麻の着物

水奈瀬コウと汐崎かずき、お風呂
一時間で書き切るものだったので誤字脱字、誤変換、変なところも残したままです


 月に一度、自分へのご褒美を用意する。
 例えば、アフタヌーンティーだったり、いつもは買わない化粧品だったり、小旅行だったり、まぁ色々。でも、なんというか、ご褒美というのは違うような気がしなくもない。

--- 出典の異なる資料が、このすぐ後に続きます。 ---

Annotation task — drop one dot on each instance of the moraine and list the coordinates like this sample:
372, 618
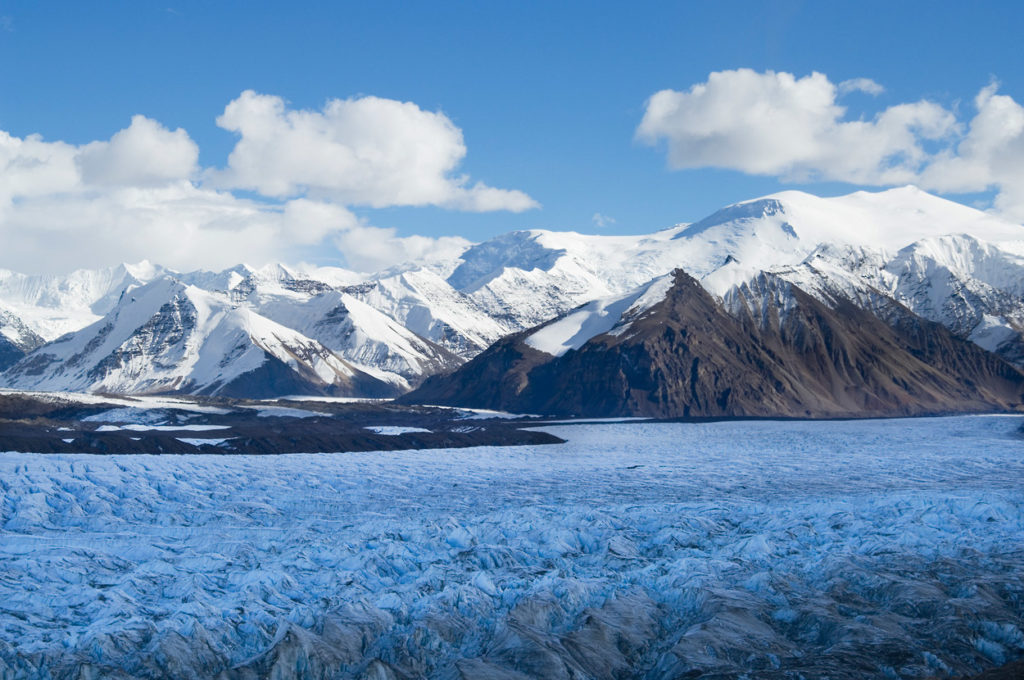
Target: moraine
847, 549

「なんというか、やっぱ、私にとってこれって麻の着物なんじゃないかなって思うんですよ」

 ちょっと高いお風呂用品が今月のご褒美だと決めたのは昨日のことで、専門店であれにしようかこれにしようか悩みながら、一緒に悩んでくれる先輩へと声をかける。

「……一ヶ月生きるための?」

 先輩は太宰治は趣味ではないと言っていたが、一応知ってはいたらしい。

「はい」

 ふーんと声を漏らした後、噛み締めるようにいう。

「それは、責任重大だなあ」
「ですよ」

 一度ため息をついて、私に黄色いバスボムを渡してくる。

「どう?」

 渡されたバスボムは先輩の香水みたいな匂いがする。なんというか、ちょっと爽やかな匂い。

「あー、いいですねこれ」
「じゃあ、これともう一個かなぁ」

 そう言ってもらったカゴに追加。すでに入った石鹸と合わせてもう幸せになってきている。
 一つの棚の前で立ち止まって白いバスボムと、青いバスボムを両手に持ち悩んでいるようで、少しため息が聞こえる。
 だけど、会話は途切れない。

「でもさ、そんな大切なご褒美ならさ汐崎自身が選んだほうがいいんじゃないの?」
「それもいいんですけど」
「けど?」
「人に選んでもらうのって、嬉しくないですか?」
「あー……どうだろうなぁ」
「……まぁ、人それぞれですもんね」
「だなぁ」

 そんなことを話しながらも先輩は青いバスボムに決めたらしく、カゴへと入れ私へと振り返える。
 あぁ、もう終わりか。
 二人でレジの方へと歩きだす。

「今日はゆっくりお風呂に浸かります」
「俺もそうするかぁ」
「先輩のご褒美も買っていきます?」
「……いや」

 カゴを差し出しながら先輩はいう。

「俺は、麻の着物が無くても生きてけるよ」

 その言葉は、少しだけ寂しい。

「……そうですか」

 少し笑いながらカゴを取る。

「じゃ、買ってきます」
「おう」

 月に一度、会うのだってきっと私にとっては麻の着物なのだと思うけど、そこは黙っておいた。